Philip Alston, a New York University law professor and the United Nations' special rapporteur on extrajudicial killings, made the comments Wednesday as he released a report on targeted killings that criticized the United States for asserting "an ever-expanding entitlement for itself to target individuals across the globe" as part of its antiterror fight.
The findings, which Alston is due to present Thursday to the U.N. Human Rights Commission in Geneva, form one of the most critical assessments to date of U.S. drone strikes, a tactic that has been stepped up significantly under the Obama administration and that U.S. officials have credited with inflicting severe blows against al-Qaeda and other terrorist groups.
As the drone attacks have expanded, they have drawn increasing criticism from human-rights groups and international legal scholars. Some say aspects of the program violate international law and risk generating a backlash in Pakistan and other countries where the strikes are carried out.
Although the United States does not officially acknowledge the CIA drone strikes, much of the report was dismissed by Obama administration officials.
One U.S. counterterrorism official who was not authorized to comment publicly, and spoke on condition of anonymity, said: "We have a way to get at dangerous terrorists operating in areas otherwise inaccessible to the central government or to conventional military units. It's effective, exact, and essential."
CIA spokesman Paul Gimigliano said in a statement that the agency's operations "are, of course, designed to be lawful and are subject to close oversight within our government. The accountability is real, and so is the fidelity to American policy."
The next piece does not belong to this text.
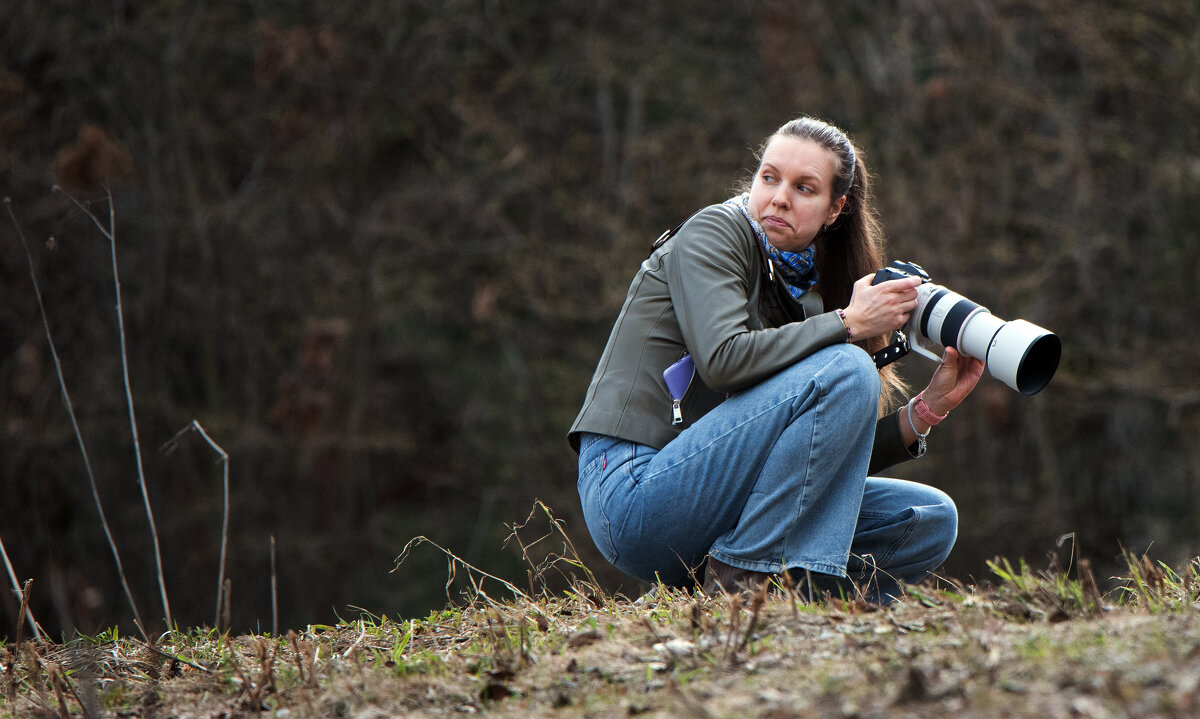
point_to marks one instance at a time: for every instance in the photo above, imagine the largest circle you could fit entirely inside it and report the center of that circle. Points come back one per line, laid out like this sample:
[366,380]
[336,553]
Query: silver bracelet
[915,426]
White House deputy press secretary Bill Burton would not comment on the U.N. report's findings, but he said Obama "is focused on making sure that he's doing everything in his power to protect the security of our country."
Alston's report discusses targeted killings by several countries, including Russia, Israel, and Sri Lanka. But he focused on the U.S. use of drones, arguing that other governments are likely to copy the tactic in coming years.
Many countries seek to acquire unmanned aircraft, the report said, because the drones allow "targeted killing at little or no risk" and can be operated by pilots thousands of miles away.
"This strongly asserted but ill-defined license to kill without accountability is not an entitlement which the United States or other states can have without doing grave damage to the rules designed to protect the right to life and prevent extrajudicial executions," Alston said.
He said the more widespread use of drone attacks could undermine international human-rights rules that have been interpreted to govern the use of lethal force.
Current and former U.S. officials familiar with the program took issue with Alston's findings, including the assertion that the White House is claiming "an ever-expanding" right to conduct drone strikes anywhere in the world.
In fact, two officials said, the Obama administration has limited who may be targeted in drone strikes outside of Afghanistan and Pakistan to members of al-Qaeda and allied terror groups - a tighter standard than existed during the Bush administration.
U.S. officials say that careful precautions are taken to avoid civilian casualties and that each target is carefully vetted, sometimes by hours of aerial surveillance that is matched against other intelligence to create a portrait of a potential target, known as a "pattern of life" analysis.
Such air strikes, officials say, are one of the few viable options for going after extremists who have taken refuge in the lawless border region.